VKDNW proposes a training-free NAS proxy based on the spectral entropy of the eigenvalues of the Fisher Information Matrix (FIM). It successfully applies Fisher information theory to large-scale deep network architecture search for the first time, evaluating network classification accuracy potential without any training. Additionally, it introduces the nDCG evaluation metric, which is better suited for NAS tasks.

Background & Motivation

Neural Architecture Search (NAS) aims to systematically search for optimal network architectures, but its core bottleneck is the astronomical computational cost—the basic setup requires training thousands of different architectures.
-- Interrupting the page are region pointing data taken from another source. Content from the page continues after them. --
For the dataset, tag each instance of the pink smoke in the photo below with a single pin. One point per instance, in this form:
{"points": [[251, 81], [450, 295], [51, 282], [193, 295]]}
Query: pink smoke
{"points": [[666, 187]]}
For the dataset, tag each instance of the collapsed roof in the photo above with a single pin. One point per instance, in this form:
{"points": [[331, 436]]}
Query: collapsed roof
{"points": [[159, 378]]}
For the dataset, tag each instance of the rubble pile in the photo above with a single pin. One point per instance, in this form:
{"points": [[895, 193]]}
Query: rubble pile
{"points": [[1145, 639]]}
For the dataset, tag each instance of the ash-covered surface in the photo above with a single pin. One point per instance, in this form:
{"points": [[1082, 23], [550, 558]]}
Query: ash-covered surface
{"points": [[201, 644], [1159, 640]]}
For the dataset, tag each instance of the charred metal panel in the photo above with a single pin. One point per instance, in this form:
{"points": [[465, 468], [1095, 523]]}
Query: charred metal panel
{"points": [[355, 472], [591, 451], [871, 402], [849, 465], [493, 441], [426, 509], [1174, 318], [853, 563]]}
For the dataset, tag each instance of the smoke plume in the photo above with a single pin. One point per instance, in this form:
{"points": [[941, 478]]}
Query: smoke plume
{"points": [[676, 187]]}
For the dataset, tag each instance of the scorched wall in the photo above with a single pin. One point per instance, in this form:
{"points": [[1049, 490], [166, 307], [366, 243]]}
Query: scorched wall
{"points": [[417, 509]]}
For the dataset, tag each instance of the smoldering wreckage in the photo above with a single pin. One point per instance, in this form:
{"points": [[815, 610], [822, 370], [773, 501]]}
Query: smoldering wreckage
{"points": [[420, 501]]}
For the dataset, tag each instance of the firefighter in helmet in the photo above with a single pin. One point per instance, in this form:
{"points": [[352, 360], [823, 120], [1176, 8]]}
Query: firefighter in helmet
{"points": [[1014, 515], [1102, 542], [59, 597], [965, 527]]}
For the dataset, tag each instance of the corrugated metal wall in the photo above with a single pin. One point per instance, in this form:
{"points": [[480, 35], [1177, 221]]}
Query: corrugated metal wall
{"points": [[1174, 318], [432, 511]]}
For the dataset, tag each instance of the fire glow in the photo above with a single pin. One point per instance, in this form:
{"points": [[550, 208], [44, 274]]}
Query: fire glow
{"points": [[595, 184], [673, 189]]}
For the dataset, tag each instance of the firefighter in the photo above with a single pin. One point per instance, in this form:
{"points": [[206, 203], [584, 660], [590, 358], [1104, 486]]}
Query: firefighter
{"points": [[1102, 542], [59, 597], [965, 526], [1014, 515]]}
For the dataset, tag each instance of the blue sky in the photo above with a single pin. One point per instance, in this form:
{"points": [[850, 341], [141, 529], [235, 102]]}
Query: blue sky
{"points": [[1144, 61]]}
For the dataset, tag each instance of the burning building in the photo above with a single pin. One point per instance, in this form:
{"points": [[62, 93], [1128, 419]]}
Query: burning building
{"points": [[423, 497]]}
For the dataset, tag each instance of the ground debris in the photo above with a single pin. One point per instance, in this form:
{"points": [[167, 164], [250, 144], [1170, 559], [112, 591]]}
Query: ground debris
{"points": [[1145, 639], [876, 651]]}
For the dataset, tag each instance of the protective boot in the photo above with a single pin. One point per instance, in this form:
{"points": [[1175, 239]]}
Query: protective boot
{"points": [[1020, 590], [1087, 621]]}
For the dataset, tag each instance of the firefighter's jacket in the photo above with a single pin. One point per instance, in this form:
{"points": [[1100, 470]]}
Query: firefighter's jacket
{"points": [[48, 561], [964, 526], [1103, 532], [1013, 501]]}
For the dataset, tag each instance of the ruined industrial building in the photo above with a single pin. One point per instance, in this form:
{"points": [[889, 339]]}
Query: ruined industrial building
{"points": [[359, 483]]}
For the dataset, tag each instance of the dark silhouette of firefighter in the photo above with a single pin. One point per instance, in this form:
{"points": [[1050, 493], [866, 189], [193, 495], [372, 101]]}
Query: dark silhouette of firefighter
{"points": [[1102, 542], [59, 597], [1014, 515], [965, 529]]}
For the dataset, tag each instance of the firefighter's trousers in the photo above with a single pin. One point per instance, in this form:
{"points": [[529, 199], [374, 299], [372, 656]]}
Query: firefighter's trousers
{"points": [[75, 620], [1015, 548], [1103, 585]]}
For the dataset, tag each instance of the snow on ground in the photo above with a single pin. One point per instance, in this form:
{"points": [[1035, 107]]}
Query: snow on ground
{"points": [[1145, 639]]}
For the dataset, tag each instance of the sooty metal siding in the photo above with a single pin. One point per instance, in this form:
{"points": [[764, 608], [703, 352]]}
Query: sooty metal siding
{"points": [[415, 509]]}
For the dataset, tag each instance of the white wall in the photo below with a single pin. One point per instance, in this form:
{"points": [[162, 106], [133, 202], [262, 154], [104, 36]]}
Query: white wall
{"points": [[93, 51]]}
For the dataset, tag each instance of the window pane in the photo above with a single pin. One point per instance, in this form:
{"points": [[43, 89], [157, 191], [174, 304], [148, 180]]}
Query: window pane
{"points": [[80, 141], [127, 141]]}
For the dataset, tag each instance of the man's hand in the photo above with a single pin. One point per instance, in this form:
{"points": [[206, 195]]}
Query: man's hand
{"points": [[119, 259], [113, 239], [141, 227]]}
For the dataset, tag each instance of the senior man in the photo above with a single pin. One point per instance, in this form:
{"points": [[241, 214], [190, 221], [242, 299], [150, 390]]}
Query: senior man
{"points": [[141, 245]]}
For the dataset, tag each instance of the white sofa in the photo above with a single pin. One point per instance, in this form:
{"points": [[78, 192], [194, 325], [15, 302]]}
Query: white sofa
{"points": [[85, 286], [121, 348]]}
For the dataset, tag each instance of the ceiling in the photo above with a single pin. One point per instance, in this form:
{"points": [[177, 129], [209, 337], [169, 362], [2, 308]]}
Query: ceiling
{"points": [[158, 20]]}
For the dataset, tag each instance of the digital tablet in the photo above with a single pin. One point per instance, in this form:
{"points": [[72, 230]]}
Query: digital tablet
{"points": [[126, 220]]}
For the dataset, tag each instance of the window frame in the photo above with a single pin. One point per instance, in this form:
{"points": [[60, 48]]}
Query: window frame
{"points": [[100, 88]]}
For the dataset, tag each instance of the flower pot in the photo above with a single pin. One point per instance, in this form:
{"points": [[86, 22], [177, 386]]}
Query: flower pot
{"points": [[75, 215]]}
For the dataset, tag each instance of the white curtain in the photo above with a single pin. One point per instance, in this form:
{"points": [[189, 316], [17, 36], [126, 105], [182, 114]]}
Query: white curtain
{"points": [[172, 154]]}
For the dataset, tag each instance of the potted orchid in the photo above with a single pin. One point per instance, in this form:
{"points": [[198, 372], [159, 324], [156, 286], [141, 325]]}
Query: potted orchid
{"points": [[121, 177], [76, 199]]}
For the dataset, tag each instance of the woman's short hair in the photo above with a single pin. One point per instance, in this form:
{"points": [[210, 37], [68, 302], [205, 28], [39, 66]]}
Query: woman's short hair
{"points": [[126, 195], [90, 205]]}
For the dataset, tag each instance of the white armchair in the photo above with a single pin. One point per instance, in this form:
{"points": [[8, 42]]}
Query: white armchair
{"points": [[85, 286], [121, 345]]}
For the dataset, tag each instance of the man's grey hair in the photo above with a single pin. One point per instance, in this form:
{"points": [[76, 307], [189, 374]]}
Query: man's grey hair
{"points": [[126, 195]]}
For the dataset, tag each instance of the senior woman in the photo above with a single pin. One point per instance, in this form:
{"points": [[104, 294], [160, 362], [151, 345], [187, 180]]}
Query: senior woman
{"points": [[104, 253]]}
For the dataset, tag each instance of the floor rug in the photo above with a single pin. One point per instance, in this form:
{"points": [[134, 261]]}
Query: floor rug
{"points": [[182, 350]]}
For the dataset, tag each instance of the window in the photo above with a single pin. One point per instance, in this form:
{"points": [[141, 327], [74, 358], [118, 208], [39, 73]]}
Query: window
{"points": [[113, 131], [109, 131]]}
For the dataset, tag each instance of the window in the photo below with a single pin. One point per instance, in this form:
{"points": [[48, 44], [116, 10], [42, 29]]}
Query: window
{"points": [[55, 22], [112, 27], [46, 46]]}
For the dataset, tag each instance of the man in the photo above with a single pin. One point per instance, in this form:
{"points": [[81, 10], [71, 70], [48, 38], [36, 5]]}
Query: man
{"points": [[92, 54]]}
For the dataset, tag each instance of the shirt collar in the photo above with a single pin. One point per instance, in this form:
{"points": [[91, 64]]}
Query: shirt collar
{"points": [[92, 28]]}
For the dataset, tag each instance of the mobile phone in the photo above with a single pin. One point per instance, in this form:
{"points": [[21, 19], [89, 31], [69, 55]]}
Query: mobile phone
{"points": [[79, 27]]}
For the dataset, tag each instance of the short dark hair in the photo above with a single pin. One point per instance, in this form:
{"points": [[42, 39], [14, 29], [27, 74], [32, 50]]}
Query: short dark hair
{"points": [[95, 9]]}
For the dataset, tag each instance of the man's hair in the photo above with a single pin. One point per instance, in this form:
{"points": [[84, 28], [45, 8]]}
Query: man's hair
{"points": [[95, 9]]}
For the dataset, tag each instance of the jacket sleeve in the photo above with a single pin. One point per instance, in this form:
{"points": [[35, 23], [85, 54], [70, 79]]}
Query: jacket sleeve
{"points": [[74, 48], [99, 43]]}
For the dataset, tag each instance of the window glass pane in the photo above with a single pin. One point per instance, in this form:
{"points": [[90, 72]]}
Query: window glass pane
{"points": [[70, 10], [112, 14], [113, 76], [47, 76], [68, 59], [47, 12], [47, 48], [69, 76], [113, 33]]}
Key challenges in training-free NAS (TF-NAS): - Weak theoretical foundation of existing proxies: Methods such as GradNorm, NASWOT, and ZenNAS are mostly based on empirical heuristics and lack rigorous statistical theoretical support. - Failure of Fisher Information in large networks: Although the FIM is the "obvious choice" for analyzing networks, it faces numerical instability and computational infeasibility on large-scale, over-parameterized models. - Evaluation metrics unsuitable for NAS objectives: Kendall's \(\tau\) and Spearman's \(\rho\) treat all networks equally, whereas NAS in practice only cares about whether the best networks can be identified.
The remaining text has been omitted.